Figure 3. Causes of graft loss. (A), Overall contribution of death and graft failure on graft loss, as well as their specific causes. (B), Contribution of death and graft failure on graft loss, stratified by age group at transplantation. (C), Frequency of causes of death and graft failure among the three age groups. (D), Distribution of death and graft failure on graft loss during the three eras, stratified by age group at transplantation.
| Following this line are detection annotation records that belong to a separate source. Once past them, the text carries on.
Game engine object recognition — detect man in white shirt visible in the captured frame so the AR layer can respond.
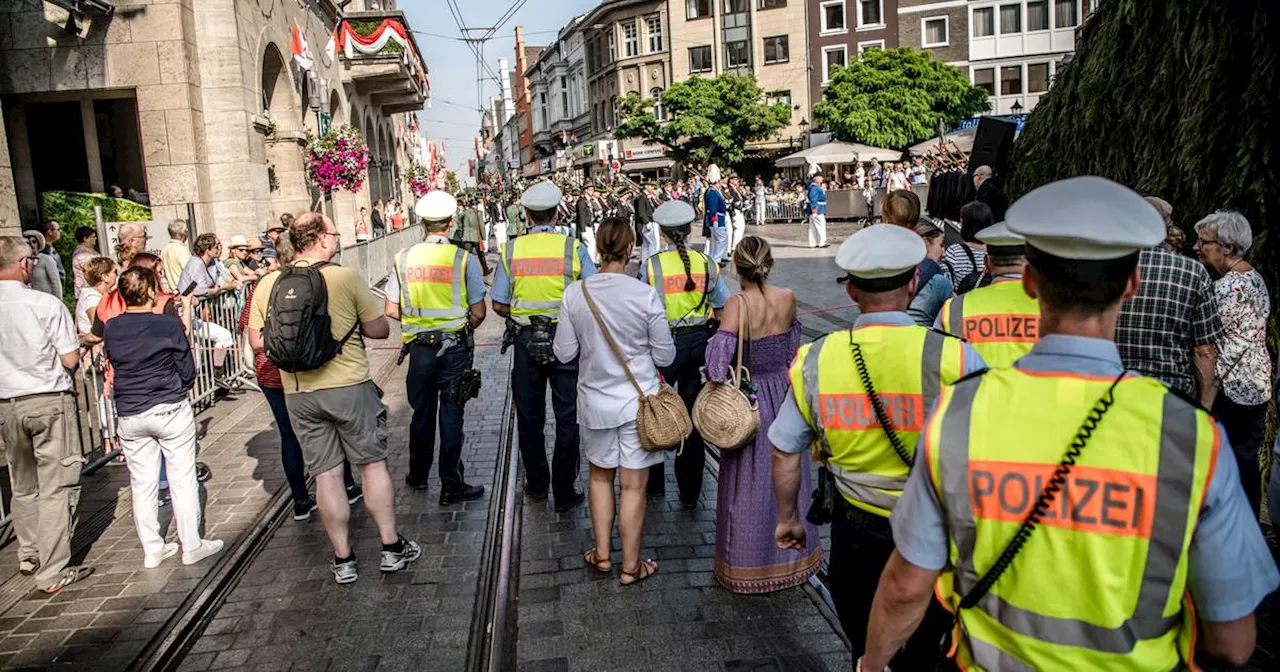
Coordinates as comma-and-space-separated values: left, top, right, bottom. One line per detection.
0, 236, 93, 594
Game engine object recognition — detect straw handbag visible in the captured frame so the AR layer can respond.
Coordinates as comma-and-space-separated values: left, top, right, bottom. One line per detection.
582, 282, 694, 452
694, 297, 760, 451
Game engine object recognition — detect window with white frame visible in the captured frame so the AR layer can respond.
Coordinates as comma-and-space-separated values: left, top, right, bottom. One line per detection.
724, 40, 751, 69
920, 17, 951, 49
689, 46, 712, 73
1027, 0, 1048, 32
858, 0, 884, 28
818, 0, 849, 33
969, 6, 996, 37
764, 35, 791, 63
1000, 65, 1023, 96
973, 68, 996, 96
644, 15, 662, 54
1027, 63, 1050, 93
822, 45, 849, 84
622, 20, 640, 58
1053, 0, 1080, 28
1000, 5, 1023, 35
685, 0, 716, 19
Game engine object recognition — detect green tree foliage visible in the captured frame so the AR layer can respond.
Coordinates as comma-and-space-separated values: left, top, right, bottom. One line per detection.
813, 47, 989, 148
613, 74, 791, 165
1007, 0, 1280, 300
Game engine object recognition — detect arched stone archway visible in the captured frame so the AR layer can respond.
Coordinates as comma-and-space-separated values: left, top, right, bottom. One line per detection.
260, 44, 312, 218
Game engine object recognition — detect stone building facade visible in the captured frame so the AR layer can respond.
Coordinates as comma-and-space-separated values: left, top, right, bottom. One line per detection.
0, 0, 430, 238
669, 0, 814, 151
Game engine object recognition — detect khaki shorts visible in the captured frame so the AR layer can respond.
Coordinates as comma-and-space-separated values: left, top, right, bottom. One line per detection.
284, 380, 388, 475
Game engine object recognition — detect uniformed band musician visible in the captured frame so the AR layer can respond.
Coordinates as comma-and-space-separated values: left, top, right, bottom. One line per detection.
640, 201, 728, 508
492, 180, 595, 511
933, 221, 1039, 369
769, 224, 984, 669
860, 177, 1280, 672
385, 191, 485, 506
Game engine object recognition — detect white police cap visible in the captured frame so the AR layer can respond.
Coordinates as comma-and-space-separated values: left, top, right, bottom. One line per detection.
413, 189, 458, 221
974, 221, 1027, 247
1005, 175, 1165, 261
653, 198, 698, 229
520, 179, 562, 211
836, 224, 925, 291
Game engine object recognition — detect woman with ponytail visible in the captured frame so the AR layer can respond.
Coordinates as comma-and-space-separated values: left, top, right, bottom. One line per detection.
707, 236, 822, 593
640, 201, 728, 508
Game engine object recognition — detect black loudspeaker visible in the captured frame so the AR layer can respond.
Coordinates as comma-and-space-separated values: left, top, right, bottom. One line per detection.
969, 116, 1018, 177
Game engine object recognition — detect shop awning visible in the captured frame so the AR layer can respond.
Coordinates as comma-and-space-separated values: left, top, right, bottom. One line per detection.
774, 142, 902, 168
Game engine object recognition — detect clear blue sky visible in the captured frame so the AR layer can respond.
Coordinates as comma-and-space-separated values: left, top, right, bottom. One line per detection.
399, 0, 599, 177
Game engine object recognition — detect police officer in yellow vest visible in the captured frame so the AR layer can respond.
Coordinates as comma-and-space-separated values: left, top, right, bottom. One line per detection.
933, 221, 1039, 369
385, 191, 485, 506
490, 180, 595, 511
769, 224, 983, 669
640, 201, 728, 508
861, 177, 1280, 671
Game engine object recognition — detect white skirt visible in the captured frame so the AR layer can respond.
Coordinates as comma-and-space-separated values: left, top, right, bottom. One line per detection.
579, 420, 662, 468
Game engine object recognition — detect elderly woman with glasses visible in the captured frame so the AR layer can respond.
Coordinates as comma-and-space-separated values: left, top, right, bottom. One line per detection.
1196, 210, 1271, 513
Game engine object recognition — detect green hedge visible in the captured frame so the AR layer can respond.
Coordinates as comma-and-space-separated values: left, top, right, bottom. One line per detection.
40, 191, 151, 307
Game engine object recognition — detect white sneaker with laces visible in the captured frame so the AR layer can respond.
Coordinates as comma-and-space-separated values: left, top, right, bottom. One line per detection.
142, 543, 178, 570
182, 539, 223, 564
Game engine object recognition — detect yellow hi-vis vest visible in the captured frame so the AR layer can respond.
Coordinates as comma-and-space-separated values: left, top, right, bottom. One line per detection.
396, 243, 468, 343
645, 250, 719, 328
791, 325, 964, 517
502, 232, 582, 325
940, 278, 1039, 369
922, 367, 1219, 672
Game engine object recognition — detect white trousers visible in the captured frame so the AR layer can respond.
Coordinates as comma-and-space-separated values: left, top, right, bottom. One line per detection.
707, 227, 728, 264
728, 210, 746, 256
809, 215, 827, 247
582, 227, 600, 266
120, 401, 200, 554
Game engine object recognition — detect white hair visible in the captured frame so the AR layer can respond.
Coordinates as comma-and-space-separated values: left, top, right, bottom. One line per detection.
1196, 210, 1253, 256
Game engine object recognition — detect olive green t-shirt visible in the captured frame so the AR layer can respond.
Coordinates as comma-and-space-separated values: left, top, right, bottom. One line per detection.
248, 259, 383, 393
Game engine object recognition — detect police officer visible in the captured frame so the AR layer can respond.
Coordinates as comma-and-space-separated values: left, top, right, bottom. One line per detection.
933, 221, 1039, 369
861, 177, 1280, 671
769, 224, 983, 669
385, 191, 485, 506
640, 201, 728, 508
493, 180, 595, 511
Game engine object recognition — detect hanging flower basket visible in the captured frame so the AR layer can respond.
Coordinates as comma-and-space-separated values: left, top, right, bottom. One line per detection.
404, 164, 431, 198
306, 124, 369, 193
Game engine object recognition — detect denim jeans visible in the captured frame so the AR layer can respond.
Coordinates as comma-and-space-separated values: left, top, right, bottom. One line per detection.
261, 387, 356, 502
404, 344, 471, 493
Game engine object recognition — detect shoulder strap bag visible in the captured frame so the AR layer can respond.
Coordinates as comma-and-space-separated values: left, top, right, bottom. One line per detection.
581, 280, 694, 452
694, 294, 760, 451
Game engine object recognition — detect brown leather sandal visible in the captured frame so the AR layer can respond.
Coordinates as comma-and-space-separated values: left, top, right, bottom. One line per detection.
582, 548, 613, 573
618, 558, 658, 586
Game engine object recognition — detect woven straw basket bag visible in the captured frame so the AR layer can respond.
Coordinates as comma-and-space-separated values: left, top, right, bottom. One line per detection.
582, 282, 694, 452
694, 297, 760, 451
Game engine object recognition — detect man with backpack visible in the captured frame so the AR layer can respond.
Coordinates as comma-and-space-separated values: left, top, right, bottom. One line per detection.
241, 212, 422, 584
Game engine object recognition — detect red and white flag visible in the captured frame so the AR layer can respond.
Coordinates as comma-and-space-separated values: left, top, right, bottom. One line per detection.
289, 22, 315, 70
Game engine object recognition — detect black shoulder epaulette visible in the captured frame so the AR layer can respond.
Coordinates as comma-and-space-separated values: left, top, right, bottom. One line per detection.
929, 326, 969, 343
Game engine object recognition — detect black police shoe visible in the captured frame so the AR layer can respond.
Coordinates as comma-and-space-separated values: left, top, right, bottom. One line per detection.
440, 484, 484, 507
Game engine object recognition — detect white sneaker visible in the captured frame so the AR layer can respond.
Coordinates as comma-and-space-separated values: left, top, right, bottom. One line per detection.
182, 539, 223, 564
142, 544, 178, 570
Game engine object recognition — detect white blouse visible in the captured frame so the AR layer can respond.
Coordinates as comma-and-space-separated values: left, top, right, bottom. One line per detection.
554, 273, 676, 429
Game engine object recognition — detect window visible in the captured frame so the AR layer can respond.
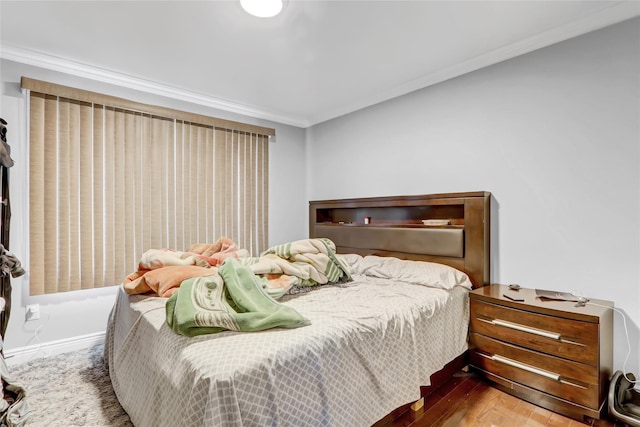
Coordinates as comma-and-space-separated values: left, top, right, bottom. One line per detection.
22, 78, 275, 295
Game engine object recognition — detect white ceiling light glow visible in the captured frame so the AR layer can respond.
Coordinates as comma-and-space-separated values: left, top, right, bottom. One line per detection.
240, 0, 284, 18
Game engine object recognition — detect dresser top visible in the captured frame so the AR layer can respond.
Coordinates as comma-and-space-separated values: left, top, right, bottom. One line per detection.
470, 284, 613, 323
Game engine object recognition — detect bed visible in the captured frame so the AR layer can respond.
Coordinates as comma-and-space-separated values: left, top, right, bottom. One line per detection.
105, 192, 491, 427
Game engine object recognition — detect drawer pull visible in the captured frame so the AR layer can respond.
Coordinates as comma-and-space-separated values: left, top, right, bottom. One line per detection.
491, 319, 561, 340
491, 354, 560, 381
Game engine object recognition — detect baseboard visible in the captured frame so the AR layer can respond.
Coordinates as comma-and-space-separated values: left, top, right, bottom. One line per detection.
4, 332, 104, 366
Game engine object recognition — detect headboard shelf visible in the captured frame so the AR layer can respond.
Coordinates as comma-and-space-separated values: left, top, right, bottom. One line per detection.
309, 191, 491, 287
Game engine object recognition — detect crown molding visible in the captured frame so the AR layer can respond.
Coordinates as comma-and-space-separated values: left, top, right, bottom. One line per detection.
0, 0, 640, 128
308, 0, 640, 126
0, 44, 307, 127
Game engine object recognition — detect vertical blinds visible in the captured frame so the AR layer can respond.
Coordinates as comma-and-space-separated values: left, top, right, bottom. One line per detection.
23, 80, 273, 295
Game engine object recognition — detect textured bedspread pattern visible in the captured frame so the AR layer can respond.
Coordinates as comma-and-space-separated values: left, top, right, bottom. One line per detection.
105, 257, 470, 427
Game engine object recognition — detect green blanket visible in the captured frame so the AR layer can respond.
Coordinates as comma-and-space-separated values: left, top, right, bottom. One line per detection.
239, 237, 351, 299
166, 258, 309, 337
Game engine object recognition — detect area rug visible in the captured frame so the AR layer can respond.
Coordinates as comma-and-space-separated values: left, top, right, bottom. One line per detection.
9, 344, 133, 427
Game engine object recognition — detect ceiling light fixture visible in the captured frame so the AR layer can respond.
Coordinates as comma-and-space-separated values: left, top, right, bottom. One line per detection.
240, 0, 284, 18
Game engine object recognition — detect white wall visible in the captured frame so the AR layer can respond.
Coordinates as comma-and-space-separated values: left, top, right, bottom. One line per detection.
307, 19, 640, 372
0, 60, 308, 362
0, 19, 640, 378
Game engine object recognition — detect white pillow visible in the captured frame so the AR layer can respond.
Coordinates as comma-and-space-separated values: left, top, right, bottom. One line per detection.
358, 255, 472, 290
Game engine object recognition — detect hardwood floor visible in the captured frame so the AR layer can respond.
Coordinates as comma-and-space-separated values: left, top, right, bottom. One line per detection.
376, 372, 625, 427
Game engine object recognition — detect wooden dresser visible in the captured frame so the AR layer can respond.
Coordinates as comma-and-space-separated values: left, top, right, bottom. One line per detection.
469, 285, 613, 420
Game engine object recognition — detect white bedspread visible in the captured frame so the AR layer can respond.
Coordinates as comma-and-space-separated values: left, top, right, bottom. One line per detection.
105, 274, 469, 427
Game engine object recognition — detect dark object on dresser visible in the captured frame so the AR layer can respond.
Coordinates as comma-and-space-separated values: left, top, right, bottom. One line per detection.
470, 285, 613, 420
609, 371, 640, 427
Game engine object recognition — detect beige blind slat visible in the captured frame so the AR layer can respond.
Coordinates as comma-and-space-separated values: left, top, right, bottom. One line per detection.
20, 77, 276, 136
29, 86, 268, 295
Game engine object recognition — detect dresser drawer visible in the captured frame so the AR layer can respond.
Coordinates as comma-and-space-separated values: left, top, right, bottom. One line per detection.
470, 299, 599, 367
470, 333, 601, 408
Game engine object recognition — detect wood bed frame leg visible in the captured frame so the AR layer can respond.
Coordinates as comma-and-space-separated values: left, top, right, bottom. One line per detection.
411, 397, 424, 412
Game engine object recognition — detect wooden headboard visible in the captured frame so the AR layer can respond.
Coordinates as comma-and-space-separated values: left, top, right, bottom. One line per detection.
309, 191, 491, 287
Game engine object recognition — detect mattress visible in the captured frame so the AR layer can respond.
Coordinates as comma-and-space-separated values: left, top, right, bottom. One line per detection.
105, 256, 470, 427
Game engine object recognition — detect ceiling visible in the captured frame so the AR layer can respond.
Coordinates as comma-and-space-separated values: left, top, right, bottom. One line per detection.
0, 0, 640, 127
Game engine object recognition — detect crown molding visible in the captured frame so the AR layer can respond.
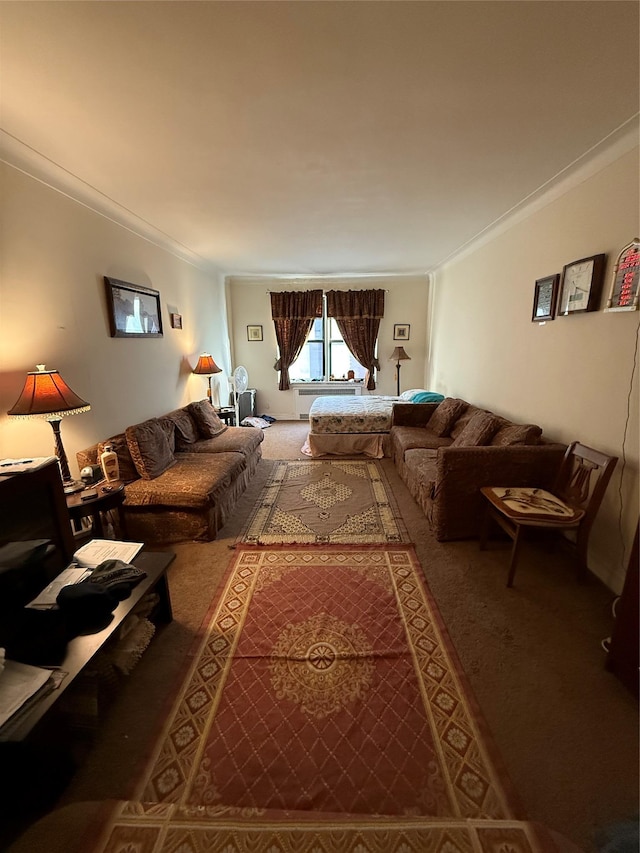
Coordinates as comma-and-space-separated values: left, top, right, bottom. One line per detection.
0, 129, 221, 274
428, 113, 640, 274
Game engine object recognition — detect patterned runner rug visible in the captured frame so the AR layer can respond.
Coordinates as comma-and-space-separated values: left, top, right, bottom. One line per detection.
136, 545, 514, 820
74, 545, 578, 853
238, 460, 408, 545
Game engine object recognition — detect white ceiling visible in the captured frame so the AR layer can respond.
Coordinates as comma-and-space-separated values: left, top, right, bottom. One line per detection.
0, 0, 639, 274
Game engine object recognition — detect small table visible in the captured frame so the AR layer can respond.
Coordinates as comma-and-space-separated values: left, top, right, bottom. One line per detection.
216, 406, 236, 426
66, 481, 128, 539
8, 550, 175, 741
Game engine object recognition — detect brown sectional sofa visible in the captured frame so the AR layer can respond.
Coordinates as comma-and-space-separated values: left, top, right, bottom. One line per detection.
391, 397, 566, 541
76, 400, 264, 545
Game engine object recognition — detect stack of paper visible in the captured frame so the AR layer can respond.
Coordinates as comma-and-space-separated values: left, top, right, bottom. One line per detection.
73, 539, 144, 569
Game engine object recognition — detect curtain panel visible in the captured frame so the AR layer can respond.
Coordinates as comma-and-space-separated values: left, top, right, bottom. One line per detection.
327, 290, 384, 391
271, 290, 322, 391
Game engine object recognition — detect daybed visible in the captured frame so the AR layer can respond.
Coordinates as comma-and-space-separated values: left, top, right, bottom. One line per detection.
390, 397, 566, 541
302, 388, 444, 459
77, 400, 264, 544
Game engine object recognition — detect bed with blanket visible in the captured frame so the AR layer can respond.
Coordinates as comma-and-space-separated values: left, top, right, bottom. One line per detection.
302, 388, 444, 459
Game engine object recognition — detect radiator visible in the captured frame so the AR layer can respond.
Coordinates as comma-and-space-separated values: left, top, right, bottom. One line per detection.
293, 384, 362, 421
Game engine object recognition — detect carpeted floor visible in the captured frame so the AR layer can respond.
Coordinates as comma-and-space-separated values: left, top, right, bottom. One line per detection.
8, 422, 638, 850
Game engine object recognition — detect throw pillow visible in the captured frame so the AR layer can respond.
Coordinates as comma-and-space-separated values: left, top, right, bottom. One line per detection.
491, 424, 542, 447
98, 432, 140, 483
187, 400, 227, 438
411, 391, 444, 403
427, 397, 469, 438
451, 412, 500, 447
125, 418, 177, 480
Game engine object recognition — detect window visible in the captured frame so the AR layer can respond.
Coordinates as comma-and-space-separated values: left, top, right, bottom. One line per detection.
289, 297, 366, 382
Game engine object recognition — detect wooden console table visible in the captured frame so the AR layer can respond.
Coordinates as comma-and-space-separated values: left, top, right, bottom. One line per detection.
0, 551, 175, 741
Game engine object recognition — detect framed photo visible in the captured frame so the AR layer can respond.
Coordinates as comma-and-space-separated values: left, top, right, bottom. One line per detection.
558, 255, 607, 316
604, 239, 640, 311
104, 276, 162, 338
531, 273, 560, 323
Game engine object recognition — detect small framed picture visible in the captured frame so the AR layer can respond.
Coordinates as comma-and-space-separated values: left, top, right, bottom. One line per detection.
531, 273, 560, 323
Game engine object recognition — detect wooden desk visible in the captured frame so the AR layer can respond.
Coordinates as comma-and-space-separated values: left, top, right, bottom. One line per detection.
0, 551, 175, 741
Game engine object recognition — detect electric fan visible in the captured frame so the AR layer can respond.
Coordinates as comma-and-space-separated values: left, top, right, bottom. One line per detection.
231, 365, 249, 426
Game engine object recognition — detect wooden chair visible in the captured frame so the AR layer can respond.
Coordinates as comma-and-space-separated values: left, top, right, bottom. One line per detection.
480, 441, 618, 587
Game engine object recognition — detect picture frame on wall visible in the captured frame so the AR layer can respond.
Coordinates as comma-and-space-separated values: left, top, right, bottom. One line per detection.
531, 273, 560, 323
104, 276, 162, 338
604, 237, 640, 311
557, 254, 607, 317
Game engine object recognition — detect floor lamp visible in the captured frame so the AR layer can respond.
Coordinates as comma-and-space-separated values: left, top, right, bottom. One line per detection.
389, 347, 411, 397
193, 352, 222, 408
7, 364, 91, 494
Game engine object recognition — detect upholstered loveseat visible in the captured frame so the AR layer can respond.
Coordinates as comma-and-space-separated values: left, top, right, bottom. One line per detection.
76, 400, 264, 544
391, 397, 566, 541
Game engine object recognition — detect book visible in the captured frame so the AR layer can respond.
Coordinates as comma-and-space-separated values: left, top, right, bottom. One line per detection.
73, 539, 144, 569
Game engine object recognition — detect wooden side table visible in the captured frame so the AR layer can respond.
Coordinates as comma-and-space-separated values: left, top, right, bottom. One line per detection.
66, 482, 128, 539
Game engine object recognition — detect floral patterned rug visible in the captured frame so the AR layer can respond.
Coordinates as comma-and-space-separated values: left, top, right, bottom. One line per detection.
43, 544, 575, 853
238, 460, 408, 545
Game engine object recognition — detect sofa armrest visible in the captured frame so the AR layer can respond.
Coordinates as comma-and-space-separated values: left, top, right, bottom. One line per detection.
431, 442, 566, 541
391, 403, 440, 426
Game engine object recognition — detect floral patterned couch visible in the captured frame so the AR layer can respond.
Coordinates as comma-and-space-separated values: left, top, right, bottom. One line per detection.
391, 397, 566, 541
76, 400, 264, 545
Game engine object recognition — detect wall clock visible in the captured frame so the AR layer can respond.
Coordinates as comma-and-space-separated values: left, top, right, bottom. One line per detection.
558, 254, 607, 315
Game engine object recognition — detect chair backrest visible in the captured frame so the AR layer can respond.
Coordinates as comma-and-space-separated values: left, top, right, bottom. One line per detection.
553, 441, 618, 529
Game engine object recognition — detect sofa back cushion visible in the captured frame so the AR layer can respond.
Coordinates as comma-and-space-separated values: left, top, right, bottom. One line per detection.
160, 407, 200, 451
98, 432, 140, 483
451, 412, 502, 447
427, 397, 469, 437
491, 423, 542, 447
187, 400, 227, 438
125, 418, 176, 480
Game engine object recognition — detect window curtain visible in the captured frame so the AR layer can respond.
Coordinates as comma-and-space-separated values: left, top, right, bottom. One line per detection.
327, 290, 384, 391
271, 290, 322, 391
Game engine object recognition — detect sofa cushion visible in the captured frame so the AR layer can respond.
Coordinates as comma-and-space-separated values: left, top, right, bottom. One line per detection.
427, 397, 469, 438
125, 418, 176, 480
187, 427, 264, 456
491, 424, 542, 447
187, 400, 227, 438
98, 432, 140, 483
391, 426, 451, 459
450, 405, 484, 440
125, 452, 247, 510
161, 408, 200, 450
451, 412, 501, 447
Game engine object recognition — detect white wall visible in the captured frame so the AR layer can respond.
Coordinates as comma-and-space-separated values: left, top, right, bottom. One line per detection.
429, 149, 640, 591
227, 275, 429, 420
0, 166, 229, 473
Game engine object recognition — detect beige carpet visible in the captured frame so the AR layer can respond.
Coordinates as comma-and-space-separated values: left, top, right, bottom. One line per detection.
235, 459, 406, 545
8, 422, 638, 853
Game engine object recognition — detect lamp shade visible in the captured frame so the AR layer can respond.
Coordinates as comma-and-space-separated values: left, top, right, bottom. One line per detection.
193, 352, 222, 376
7, 364, 91, 418
389, 347, 411, 361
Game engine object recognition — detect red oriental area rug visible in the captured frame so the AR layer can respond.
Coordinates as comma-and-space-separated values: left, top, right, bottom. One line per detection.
137, 545, 516, 820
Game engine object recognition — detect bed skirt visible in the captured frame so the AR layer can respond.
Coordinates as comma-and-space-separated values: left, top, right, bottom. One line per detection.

AMR, antibody-mediated rejection; TCMR, T cell-mediated rejection; CNI, calcineurin-inhibitor; AKI, acute kidney injury; UTI, urinary tract infection; BKPyV, BK polyomavirus; PTLD, posttransplant lymphoproliferative disease.
Cardiovascular events, infections and malignancies were equally frequent as the cause of death, each contributing 23%. Thirteen percent of deaths could not be assigned to one of these categories and were summarized as ‘other causes’. This included many different individual entities such as gastrointestinal diseases, dementia, suicide, and accidents. The cause of death remained unknown in 18% of cases. Almost all these patients died at home without a prior acute illness, suggesting that many deaths could be related to acute cardiovascular events. Within all major categories, several subgroups with more granular entities were seen. Some of these subgroups of particular interest are summarized in Figure 3A.
Rejection was the most frequent cause of graft failure (38%), followed by multifactorial hits including rejection (17%). Therefore, rejection contributed exclusively or partially to graft failure in 55% in our cohort. The cause of graft failure could not be assigned to any category in 11%. These were mostly cases having slowly deteriorating allograft function without any clearly attributable diseases and without histological investigations. Within the rejection category, mixed rejection and isolated antibody-mediated rejection (AMR) were equally frequent, each accounting for 44%. In all major categories, several subgroups with more granular entities were observed. Some of these subgroups of particular interest are summarized in Figure 3A.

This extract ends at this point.